This documentary is about the significance of the May Day celebrations for the trades and labour movement in Australia. It includes the construction and painting of elaborate banners and signs by waterside workers and footage from the 1956 May Day march through the streets of Sydney. Commentary is provided by filmmaker Jock Levy.

Curator’s notes

Banners Held High was made by the Waterside Workers’ Federation Film Unit for the May Day Committee of the New South Wales Trades and Labour Council (TLC). The film essentially celebrates the spirit of May Day and contextualises the importance of workers in contributing to the 'throbbing heart’ of the nation (Levy’s words). Trade unions have traditionally displayed and created banners for May Day – there was even a Sydney wharfies art group set up by waterside workers for this purpose in the early 1950s. The richness of the colours in the banners and parade is thanks to the 16mm colour film stock that the filmmakers used, supplied by the TLC. The strong anti-war sentiment displayed on some of the banners hints at Cold War anxieties of the time (see clip two).

The Waterside Workers’ Federation Film Unit (Jock Levy, Keith Gow and Norma Disher) was formed in 1953 when it made Pensions for Veterans (1953) in support of the wharfies’ campaign to attain pensions for veteran waterside workers. The unit went on to produce around a dozen films about health and safety, industrial relations, standards of living and the struggles of the working classes. The only film unit in the world positioned inside a union (according to the Maritime Union of Australia), it covers traditional labour issues from the perspective of the worker.

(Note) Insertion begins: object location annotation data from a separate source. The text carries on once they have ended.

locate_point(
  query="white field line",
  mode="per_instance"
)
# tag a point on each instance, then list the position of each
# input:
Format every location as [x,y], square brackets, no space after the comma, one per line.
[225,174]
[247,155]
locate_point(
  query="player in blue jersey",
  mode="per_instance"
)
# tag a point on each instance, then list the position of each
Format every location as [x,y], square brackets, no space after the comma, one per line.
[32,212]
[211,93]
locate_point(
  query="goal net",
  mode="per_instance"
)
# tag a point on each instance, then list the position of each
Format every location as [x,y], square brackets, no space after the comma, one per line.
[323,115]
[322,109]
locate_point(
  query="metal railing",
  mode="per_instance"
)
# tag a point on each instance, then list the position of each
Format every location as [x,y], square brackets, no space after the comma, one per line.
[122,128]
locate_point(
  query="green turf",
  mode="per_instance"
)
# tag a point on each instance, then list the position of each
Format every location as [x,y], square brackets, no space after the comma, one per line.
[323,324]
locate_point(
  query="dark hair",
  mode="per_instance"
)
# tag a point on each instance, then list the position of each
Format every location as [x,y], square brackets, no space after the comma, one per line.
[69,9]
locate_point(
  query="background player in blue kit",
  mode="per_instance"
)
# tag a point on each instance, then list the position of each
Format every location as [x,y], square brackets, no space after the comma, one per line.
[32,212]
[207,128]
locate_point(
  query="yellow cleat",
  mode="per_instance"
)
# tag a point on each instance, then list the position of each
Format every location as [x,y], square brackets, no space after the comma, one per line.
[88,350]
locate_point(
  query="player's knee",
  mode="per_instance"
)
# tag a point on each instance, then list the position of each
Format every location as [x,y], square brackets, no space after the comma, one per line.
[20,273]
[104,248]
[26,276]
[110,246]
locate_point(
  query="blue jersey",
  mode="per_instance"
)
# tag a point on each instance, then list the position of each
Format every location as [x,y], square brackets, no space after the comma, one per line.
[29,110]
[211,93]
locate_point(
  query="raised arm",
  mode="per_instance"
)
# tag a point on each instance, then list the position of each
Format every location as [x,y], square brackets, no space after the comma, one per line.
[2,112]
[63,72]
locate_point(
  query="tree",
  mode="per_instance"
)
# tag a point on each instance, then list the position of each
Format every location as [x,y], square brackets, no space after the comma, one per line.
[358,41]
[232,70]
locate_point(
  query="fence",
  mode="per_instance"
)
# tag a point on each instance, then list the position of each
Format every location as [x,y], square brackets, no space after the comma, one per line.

The unit’s films have been labelled left-wing propaganda but this does not subtract from their importance in documenting traditional struggles of the working classes as experienced by the workers themselves.

Fighting Films: A History of the WWF Film Unit (2003, Pluto Press) was written by academic Lisa Milner based on her PhD research into the WWF Film Unit. The book was jointly funded by the Maritime Union of Australia, the Construction Forestry Mining Energy Union (Mining and Construction Divisions) and the Australian Manufacturing Workers’ Union. To coincide with the publication, the MUA released a three-DVD compilation featuring 13 of the WWF Unit’s films as well as John Hughes’s documentary Film-work (1981).